Immunocytological study revealed that AM was diffusely expressed in the cytoplasm of PMCs of PD patients. As AM is a cytoprotective peptide and is upregulated by high glucose condition, the expression of AM in PMCs during PD might contribute to protect PMCs. Using the same assay as in this study, it was JQ1 cost reported that plasma AM and mAM concentrations in healthy individuals were 2.80 ± 0.14 and 0.65 ± 0.06 fmol/mL, respectively . Another report showed that the mean plasma AM concentration was higher in pre-hemodialysis patients than in healthy volunteers . Additionally, we reported
that mAM concentrations in plasma of hemodialysis patients at the beginning and end of the hemodialysis treatment were 3.0 ± 0.3 and 2.8 ± 0.2 fmol/mL, respectively . These NVP-AUY922 cost values are higher than in healthy subjects . Although absolute values of mAM and AM were low in effluent, the mAM/AM ratio was higher in effluent than in plasma, suggesting a higher amidation activity
. An amidation enzyme for AM has not been identified but it is possible that amidation is increased in the abdominal cavity of PD patients than in the plasma by high glucose condition.

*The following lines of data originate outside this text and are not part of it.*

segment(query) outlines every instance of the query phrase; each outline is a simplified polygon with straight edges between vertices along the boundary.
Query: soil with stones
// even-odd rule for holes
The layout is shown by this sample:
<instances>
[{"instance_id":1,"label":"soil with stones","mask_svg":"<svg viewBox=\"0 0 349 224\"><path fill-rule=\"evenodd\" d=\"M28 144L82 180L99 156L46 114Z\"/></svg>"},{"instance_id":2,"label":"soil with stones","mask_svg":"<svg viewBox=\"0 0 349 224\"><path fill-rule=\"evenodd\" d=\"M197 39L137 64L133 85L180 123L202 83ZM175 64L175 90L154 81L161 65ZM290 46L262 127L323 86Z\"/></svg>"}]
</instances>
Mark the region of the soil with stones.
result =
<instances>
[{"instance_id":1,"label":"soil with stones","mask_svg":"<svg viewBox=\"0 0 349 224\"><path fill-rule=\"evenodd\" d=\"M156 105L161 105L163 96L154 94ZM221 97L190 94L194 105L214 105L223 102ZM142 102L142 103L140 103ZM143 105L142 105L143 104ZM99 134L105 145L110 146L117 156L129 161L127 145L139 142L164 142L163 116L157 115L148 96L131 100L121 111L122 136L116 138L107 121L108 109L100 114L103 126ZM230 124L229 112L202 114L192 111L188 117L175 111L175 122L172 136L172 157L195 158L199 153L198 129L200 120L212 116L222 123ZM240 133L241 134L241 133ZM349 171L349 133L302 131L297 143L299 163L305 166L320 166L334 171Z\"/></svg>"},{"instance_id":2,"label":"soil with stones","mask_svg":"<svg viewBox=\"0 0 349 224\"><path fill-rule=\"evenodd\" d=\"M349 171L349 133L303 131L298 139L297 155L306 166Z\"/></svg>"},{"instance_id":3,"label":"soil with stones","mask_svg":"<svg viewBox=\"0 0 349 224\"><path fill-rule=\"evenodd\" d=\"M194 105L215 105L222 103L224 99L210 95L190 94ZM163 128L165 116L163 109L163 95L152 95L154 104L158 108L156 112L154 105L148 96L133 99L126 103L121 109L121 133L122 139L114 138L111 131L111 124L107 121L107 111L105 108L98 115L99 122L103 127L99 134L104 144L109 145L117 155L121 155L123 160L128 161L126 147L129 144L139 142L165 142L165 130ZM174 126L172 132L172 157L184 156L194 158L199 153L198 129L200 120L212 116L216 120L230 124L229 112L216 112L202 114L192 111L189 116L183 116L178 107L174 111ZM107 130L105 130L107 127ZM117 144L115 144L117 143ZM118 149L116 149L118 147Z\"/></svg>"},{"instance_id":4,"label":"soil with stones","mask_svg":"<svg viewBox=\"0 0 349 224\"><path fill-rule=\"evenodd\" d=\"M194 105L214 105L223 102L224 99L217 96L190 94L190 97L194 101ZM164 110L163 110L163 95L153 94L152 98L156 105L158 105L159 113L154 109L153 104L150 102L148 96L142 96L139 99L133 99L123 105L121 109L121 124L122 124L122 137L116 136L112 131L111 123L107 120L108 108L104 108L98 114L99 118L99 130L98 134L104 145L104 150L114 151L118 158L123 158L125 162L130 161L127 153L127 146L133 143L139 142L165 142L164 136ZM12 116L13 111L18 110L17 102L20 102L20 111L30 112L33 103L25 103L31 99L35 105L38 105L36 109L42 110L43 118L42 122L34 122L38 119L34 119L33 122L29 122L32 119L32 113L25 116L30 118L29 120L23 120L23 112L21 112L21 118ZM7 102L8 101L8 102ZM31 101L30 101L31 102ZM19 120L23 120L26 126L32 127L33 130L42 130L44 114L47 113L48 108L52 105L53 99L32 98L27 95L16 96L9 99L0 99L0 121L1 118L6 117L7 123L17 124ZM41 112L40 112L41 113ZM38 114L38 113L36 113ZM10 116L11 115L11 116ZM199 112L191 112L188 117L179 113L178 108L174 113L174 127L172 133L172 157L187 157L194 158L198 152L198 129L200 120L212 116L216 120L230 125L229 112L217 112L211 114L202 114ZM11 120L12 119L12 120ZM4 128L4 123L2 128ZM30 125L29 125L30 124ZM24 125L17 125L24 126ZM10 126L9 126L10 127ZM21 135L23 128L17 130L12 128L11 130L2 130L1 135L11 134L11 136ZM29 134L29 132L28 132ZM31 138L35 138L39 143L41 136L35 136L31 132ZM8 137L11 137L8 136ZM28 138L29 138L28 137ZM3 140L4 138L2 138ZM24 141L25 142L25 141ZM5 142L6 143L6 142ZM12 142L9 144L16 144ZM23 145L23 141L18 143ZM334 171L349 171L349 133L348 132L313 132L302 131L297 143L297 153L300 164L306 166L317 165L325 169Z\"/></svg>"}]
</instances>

Further study will be necessary to clarify the regulation of amidation activity by glucose. AM level in effluent correlated with CA125, a marker for PMCs number, and immunocytochemistry showed that PMCs in effluent express AM. However, the mAM/AM ratio did not correlate with CA125. This suggests that injured PMCs possess only low amidation activity. The HA 1077 mAM/AM ratio negatively correlated with the D/P ratio of creatinine, suggesting that injured peritoneum can amidate AM. Clearly further study is required
to identify the cells responsible for amidating AM. The molecular weight of AM is 6,028 Kd and it is conceivable for AM to penetrate the peritoneum . In the present study, AM in effluent correlated with the D/P ratio of creatinine (Fig. 2a). Thus, AM level should be higher than in plasma of patients with deteriorating peritoneal function. However, the AM concentrations in effluent and plasma were not correlated and were even lower than in plasma. AM in effluent is the sum of locally expressed AM and dialyzed AM from blood, and is actively amidated and degradated. Furthermore, AM is diluted by dialysate. We showed that detached PMCs in effluent store AM and that AM level in effluent is correlated with CA125. Taken together, it suggests that AM in effluent might be leakage from injured PMCs, and AM from injured PMCs constitute most of the AM in effluent. The peritoneum was not obtained in this study. Therefore, we could not fully elucidate the organ-protective effect of AM or clinical implications of AM in PD patients. The cells that express and amidate AM in the peritoneum were not identified. Finally the precise mechanism as to how amidation is activated in the peritoneum was not defined. Further studies are required.